Cada 1 de mayo suelo salir a calle. Asista o no a toda la manifestación, me gusta pasear por la Plaza Mayor a la hora en que concluye, mirar a la cara a los que acuden a ella y escuchar a los dirigentes sindicales antes de irme a casa.
Los que llevamos largo tiempo oyendo discursos de los líderes, estábamos acostumbrados a escuchar reivindicaciones salariales, quejas sobre derechos adquiridos conculcados, reivindicaciones sobre conciliación entre maternidad y trabajo, así como otras cosas típicas de gente empleada que aspira a trabajar en las mejores condiciones que sea posible.
Pero desde el estallido de esta crisis-trampa, la principal preocupación ha pasado a ser la falta de ocupación remunerada. Así que, de la misma manera que el departamento del ramo ha cambiado el nombre de Ministerio de Trabajo por Ministerio de Empleo, creo que el 1 de Mayo debería de actualizarse y pasar de ser, en adelante, el Día del Paro.
Esto podría ser un chiste si tras él no se encontraran verdaderos dramas. Recientemente, este mismo medio publicó un artículo del cardiólogo Maximiliano Diego, miembro destacado de la Asociación para la Defensa de la Sanidad Pública. Cuenta en él algo espeluznante. Resulta que un padre de familia tratado de un infarto fue reingresado a los pocos meses por otro episodio cardiaco aún más grave que el anterior. La razón: cobraba los cuatrocientos euros del subsidio de paro y la medicación le costaba cien al mes. Así que, o tomaba las pastillas o comían sus hijos.
Desgraciadamente, esta historia no es un hecho aislado. No hace mucho, en mi centro de salud, escuché e una jubilada afirmar que no tomaba fármacos desde que tenía que pagar por ellos. “Con lo ahorrado, puedo comprarle algo a los nietos; los pobres no tienen ni caramelos desde que despidieron a sus padres”, aseguraba… Por desgracia, situaciones como ésta se dan a diario. Este país padece casi un 26 por ciento de paro. Y cuatro de cada diez de estos desempleados no cobran ya absolutamente nada.
Falta de medios
Estas proporciones significan muchas personas al borde del abismo, a las que el Estado no ofrece más solución que la caridad. Y además, absolutamente siempre, se perjudica a los más pobres, a los más desposeídos, a los más vulnerables. Es frecuente escuchar quejas de enfermeras, de médicos, de auxiliares y otros profesionales sanitarios. Todos ellos coinciden en que cada día resulta más difícil hacer su trabajo por falta de medios y de personal. Y ni a unos ni a otros nadie parece ofrecer otra cosa que la falsa esperanza, la insistencia en que lo peor ha pasado y que los síntomas de recuperación florecen por todos los rincones. Eso, mientras su mundo se les desmorona a los pies.
Nadie sabe a qué puede conducir esta situación. Se supone que, en un Estado como el nuestro, los ciudadanos tienen, entre otros, derecho al trabajo, a la educación, a la salud y a recibir una atención social en la vejez, o en la dependencia. Hasta hace poco, parecía que estábamos camino de conseguirlo. Después se nos dijo que habíamos vivido por encima de nuestras posibilidades. El señor Rajoy incluso llegó a afirmar que tendríamos todo el Estado de Bienestar que nuestra sociedad pueda permitirse.

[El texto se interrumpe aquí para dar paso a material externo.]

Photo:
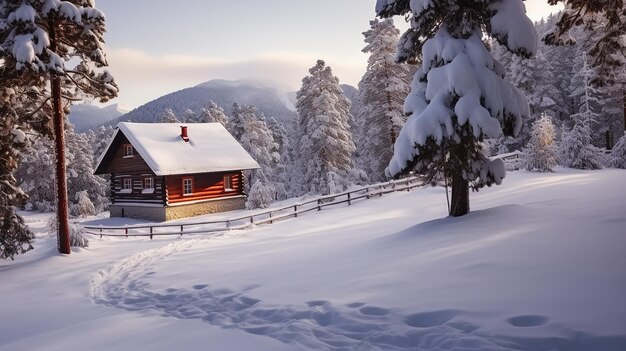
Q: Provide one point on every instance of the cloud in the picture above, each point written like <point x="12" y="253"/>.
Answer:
<point x="143" y="77"/>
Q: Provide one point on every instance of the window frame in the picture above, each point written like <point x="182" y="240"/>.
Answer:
<point x="129" y="151"/>
<point x="190" y="179"/>
<point x="124" y="182"/>
<point x="145" y="182"/>
<point x="228" y="180"/>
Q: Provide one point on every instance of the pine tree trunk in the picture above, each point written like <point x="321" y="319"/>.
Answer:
<point x="459" y="204"/>
<point x="59" y="141"/>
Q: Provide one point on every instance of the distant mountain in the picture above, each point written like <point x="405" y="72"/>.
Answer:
<point x="271" y="100"/>
<point x="85" y="117"/>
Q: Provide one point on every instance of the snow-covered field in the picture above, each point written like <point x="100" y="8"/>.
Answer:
<point x="537" y="265"/>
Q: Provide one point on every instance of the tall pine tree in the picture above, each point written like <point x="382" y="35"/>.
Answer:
<point x="458" y="97"/>
<point x="59" y="43"/>
<point x="382" y="90"/>
<point x="325" y="144"/>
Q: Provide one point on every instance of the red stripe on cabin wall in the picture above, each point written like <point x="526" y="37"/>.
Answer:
<point x="205" y="186"/>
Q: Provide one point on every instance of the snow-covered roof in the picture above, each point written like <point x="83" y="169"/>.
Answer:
<point x="210" y="148"/>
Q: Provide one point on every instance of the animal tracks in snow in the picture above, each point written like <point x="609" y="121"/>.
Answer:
<point x="314" y="325"/>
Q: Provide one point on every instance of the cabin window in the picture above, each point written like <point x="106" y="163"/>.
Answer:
<point x="128" y="150"/>
<point x="148" y="183"/>
<point x="187" y="186"/>
<point x="127" y="185"/>
<point x="228" y="182"/>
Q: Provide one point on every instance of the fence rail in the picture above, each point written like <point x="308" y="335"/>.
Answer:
<point x="264" y="217"/>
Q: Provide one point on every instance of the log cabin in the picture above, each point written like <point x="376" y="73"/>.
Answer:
<point x="164" y="171"/>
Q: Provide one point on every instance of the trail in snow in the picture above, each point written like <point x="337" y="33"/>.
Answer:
<point x="316" y="325"/>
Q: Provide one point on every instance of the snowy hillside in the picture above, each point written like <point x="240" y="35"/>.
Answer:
<point x="270" y="100"/>
<point x="85" y="116"/>
<point x="537" y="265"/>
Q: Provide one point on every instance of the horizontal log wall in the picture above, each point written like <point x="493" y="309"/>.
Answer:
<point x="118" y="163"/>
<point x="137" y="195"/>
<point x="205" y="186"/>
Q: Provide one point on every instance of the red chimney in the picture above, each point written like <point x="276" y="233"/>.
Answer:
<point x="183" y="133"/>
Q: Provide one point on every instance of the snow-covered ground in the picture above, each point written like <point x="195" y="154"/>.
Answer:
<point x="537" y="265"/>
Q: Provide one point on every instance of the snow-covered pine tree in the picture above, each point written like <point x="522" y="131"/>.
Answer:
<point x="38" y="163"/>
<point x="533" y="77"/>
<point x="33" y="175"/>
<point x="257" y="139"/>
<point x="605" y="25"/>
<point x="282" y="170"/>
<point x="618" y="153"/>
<point x="83" y="207"/>
<point x="577" y="151"/>
<point x="15" y="237"/>
<point x="261" y="195"/>
<point x="80" y="172"/>
<point x="458" y="97"/>
<point x="99" y="140"/>
<point x="60" y="42"/>
<point x="168" y="116"/>
<point x="239" y="115"/>
<point x="189" y="116"/>
<point x="326" y="145"/>
<point x="540" y="153"/>
<point x="382" y="91"/>
<point x="213" y="113"/>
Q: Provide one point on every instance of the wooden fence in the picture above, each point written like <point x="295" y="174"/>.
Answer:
<point x="263" y="217"/>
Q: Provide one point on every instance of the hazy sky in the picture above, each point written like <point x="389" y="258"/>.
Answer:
<point x="155" y="47"/>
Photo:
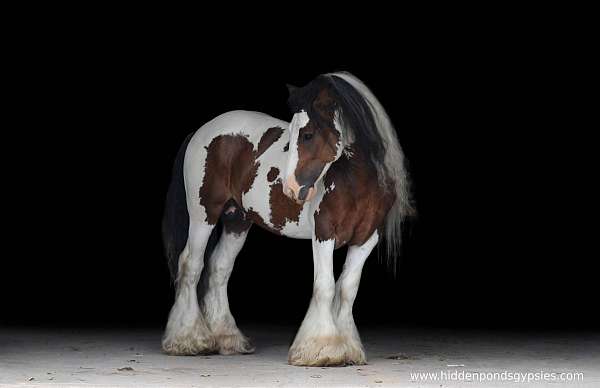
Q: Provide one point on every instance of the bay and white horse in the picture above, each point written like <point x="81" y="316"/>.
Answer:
<point x="335" y="175"/>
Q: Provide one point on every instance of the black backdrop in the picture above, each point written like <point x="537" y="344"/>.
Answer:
<point x="98" y="125"/>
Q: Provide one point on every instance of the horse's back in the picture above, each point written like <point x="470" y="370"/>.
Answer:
<point x="220" y="157"/>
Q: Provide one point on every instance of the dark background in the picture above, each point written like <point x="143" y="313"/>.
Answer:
<point x="98" y="122"/>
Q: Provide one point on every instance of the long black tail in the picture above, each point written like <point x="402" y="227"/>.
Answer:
<point x="176" y="220"/>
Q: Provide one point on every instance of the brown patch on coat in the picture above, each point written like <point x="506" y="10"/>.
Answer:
<point x="270" y="136"/>
<point x="273" y="173"/>
<point x="234" y="218"/>
<point x="230" y="170"/>
<point x="356" y="207"/>
<point x="283" y="209"/>
<point x="253" y="216"/>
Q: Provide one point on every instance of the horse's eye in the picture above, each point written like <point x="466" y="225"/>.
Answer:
<point x="307" y="136"/>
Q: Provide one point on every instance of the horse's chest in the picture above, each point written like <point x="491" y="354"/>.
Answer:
<point x="266" y="205"/>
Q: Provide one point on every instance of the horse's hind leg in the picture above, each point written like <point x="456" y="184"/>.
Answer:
<point x="215" y="305"/>
<point x="187" y="332"/>
<point x="346" y="289"/>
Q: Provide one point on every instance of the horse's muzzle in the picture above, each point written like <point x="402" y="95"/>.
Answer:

Teniendo en cuenta que la mayoría no ha vivido por encima de las posibilidades que tenía o creía tener, y que los que lo hicieron fueron engañados por los bancos o impulsados por la necesidad de procurarse un techo bajo el que vivir, no sería de sorprender si muchos acaban deseando tener solamente el capitalismo que nuestra sociedad se pueda permitir.